Fusion experiment smashes record for generating energy, takes us a step closer to a new source of power : Read more
Fusion energy is often touted as a completely safe form of energy that doesn't produce the radiation associated with fission energy. However, we know the sun produces extremely harmful radiation that requires astronauts to protect themselves when they are in space.
My questions are these. If solar radiation can be so harmful, what are the problems with radiation that would be produced by a fusion reactor on Earth, and how do we mitigate those dangers?
Even the Sun's enormously powerful magnetic field can not contain the radiation it constantly emits from the core of the fusion reaction it generates. The radiation travels from the core of the sun, fighting the entire way until it emerges from it's surface to be spewed across the solar system and beyond.
If the sun, as powerful as it is, can not contain the radiation, how are we going to?
 
Containment is always a size issue. The Sun cannot be contained but a relatively small room with a fusion reactor, no doubt, can be properly shielded. Of course, these reactor roms are designed to protect the scientists who need shielding from what are likely gamma rays.

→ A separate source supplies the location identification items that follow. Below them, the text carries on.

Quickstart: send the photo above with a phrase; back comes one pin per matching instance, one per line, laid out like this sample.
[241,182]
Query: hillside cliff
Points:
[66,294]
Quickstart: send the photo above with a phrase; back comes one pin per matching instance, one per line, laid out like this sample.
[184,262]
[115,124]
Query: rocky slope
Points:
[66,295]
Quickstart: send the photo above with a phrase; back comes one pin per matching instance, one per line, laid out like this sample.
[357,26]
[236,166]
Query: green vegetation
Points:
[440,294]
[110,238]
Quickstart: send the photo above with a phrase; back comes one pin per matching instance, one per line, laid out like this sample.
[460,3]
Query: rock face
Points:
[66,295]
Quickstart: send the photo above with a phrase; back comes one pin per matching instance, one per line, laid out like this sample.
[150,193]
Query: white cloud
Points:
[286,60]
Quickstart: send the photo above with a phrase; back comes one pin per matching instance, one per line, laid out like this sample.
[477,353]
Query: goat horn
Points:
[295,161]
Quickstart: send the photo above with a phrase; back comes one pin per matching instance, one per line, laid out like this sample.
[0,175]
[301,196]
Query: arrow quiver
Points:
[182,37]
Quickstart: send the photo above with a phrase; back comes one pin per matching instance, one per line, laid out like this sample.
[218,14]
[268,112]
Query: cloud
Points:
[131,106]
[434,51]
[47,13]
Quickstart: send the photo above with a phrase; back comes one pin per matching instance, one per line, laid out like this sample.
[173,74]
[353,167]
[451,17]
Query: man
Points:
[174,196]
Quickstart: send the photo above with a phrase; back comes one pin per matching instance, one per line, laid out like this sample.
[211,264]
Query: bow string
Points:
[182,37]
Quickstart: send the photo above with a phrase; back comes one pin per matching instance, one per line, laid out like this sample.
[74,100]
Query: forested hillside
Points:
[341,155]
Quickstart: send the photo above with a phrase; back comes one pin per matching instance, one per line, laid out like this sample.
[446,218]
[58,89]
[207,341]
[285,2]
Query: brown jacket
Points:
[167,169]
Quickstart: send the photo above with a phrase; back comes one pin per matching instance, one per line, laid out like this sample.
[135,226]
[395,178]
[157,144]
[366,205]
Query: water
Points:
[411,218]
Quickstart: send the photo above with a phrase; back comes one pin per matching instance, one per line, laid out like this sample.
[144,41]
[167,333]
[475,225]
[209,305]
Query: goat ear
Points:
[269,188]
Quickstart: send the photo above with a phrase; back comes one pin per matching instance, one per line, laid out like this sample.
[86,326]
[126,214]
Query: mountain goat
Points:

The solar core during fusion produces primarily gamma rays, which get absorbed along the random walk to the surface. The surface energy is very roughly half visible and half IR, but there is some UV, of course.

Astronauts need protection more from the explosions of the Sun, especially flares and CMEs (Coronal Mass Ejections). These extremely energetic and high speed particles require greater shield protection than normal, hence the little room on the ISS where astronauts, and others, can go.

I don't know what envrionmental issues a fusion reactor has, but I have to believe it is superior to fission and fossil fuel issues. Perhaps someone will present these issues.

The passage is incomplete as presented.